The kinetics of Ce(III) oxidation with ozone in 0.1–3.2 M H2SO4 solutions was studied by spectrophotometry. The reaction follows the first-order rate law with respect to each reactant. The rate constant k slightly increases with an increase in the acid concentration, which is associated with an increase in the O3/O3− oxidation potential. The activation energy in the range 17–35°C is 46 kJ mol−1. With excess Ce(III), the stoichiometric coefficient Δ[Ce(IV)]/Δ[O3] increases from 1.6 to 2 in going from 0.1 to 1–3.2 M H2SO4. The extent of the Ce(III) oxidation is 78% in 0.1 M H2SO4 and reaches 82% in 1 M H2SO4. The ozonation involves the reactions Ce(III) + O3 → Ce(IV) + O3−, O3− + H+ → HO3, HO3 → OH + O2, OH + HSO4− → H2O + SO4−, OH + Ce(III) → OH− + Ce(IV), and SO4− + Ce(III) → SO4/2− + Ce(IV).
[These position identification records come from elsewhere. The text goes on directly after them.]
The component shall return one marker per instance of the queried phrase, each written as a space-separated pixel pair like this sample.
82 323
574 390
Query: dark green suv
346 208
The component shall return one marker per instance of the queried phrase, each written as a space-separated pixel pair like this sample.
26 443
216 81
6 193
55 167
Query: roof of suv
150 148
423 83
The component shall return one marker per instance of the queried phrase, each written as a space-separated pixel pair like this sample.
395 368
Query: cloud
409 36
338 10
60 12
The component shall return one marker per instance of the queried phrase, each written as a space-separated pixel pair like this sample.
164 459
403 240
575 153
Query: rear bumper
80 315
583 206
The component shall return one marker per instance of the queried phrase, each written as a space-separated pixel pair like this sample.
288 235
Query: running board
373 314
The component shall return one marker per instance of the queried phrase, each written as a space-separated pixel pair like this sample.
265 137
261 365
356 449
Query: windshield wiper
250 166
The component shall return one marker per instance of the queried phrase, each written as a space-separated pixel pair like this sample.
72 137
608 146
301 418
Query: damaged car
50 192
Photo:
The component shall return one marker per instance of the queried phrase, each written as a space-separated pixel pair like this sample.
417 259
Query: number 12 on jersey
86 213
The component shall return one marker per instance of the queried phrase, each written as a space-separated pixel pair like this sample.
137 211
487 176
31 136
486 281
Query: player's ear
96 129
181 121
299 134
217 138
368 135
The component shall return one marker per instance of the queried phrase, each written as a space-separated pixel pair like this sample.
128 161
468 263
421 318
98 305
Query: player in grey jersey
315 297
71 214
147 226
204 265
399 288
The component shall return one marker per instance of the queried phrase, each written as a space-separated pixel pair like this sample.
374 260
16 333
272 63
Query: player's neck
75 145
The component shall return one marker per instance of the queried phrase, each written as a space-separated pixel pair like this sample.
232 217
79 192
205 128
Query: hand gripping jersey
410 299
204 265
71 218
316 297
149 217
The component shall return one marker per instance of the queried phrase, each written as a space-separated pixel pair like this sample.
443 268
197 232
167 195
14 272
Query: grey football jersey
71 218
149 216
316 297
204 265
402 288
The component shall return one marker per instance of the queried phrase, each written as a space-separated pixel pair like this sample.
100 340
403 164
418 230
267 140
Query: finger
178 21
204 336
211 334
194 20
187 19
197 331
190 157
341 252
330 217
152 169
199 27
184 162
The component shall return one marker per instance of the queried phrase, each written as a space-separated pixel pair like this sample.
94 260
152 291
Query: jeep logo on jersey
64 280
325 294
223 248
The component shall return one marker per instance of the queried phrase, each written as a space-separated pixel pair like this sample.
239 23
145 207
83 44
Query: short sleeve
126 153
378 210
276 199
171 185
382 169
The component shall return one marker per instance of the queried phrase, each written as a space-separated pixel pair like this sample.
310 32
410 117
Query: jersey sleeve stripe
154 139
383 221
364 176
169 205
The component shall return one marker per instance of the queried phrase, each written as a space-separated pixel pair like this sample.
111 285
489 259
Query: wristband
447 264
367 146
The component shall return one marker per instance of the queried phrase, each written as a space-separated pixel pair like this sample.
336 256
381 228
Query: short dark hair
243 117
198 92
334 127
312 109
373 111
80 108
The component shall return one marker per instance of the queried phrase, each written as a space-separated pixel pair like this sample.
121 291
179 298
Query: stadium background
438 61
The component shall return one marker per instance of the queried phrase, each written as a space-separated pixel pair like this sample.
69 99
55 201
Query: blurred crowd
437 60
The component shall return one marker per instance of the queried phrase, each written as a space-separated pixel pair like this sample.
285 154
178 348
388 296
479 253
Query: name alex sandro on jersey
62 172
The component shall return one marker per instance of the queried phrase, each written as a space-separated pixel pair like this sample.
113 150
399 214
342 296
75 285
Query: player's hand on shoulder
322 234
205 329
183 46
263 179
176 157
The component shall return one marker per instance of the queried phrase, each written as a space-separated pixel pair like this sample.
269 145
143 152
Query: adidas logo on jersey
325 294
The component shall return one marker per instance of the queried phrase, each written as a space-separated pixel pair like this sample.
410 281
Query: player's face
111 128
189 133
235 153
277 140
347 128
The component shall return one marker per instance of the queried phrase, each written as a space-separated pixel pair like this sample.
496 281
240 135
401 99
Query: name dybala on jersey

Low stoichiometric coefficient of the Ce(III) oxidation is associated with the hydrolysis of Ce(IV). The excited Ce(IV) ion arising from oxidation of Ce(III) with OH radical forms with the hydrolyzed Ce(IV) ion a dimer whose decomposition yields Ce(III) and H2O2. After the ozonation termination, Ce(IV) is relatively stable in sulfuric acid solution, with only 5–7% of Ce(IV) disappearing in 24 h.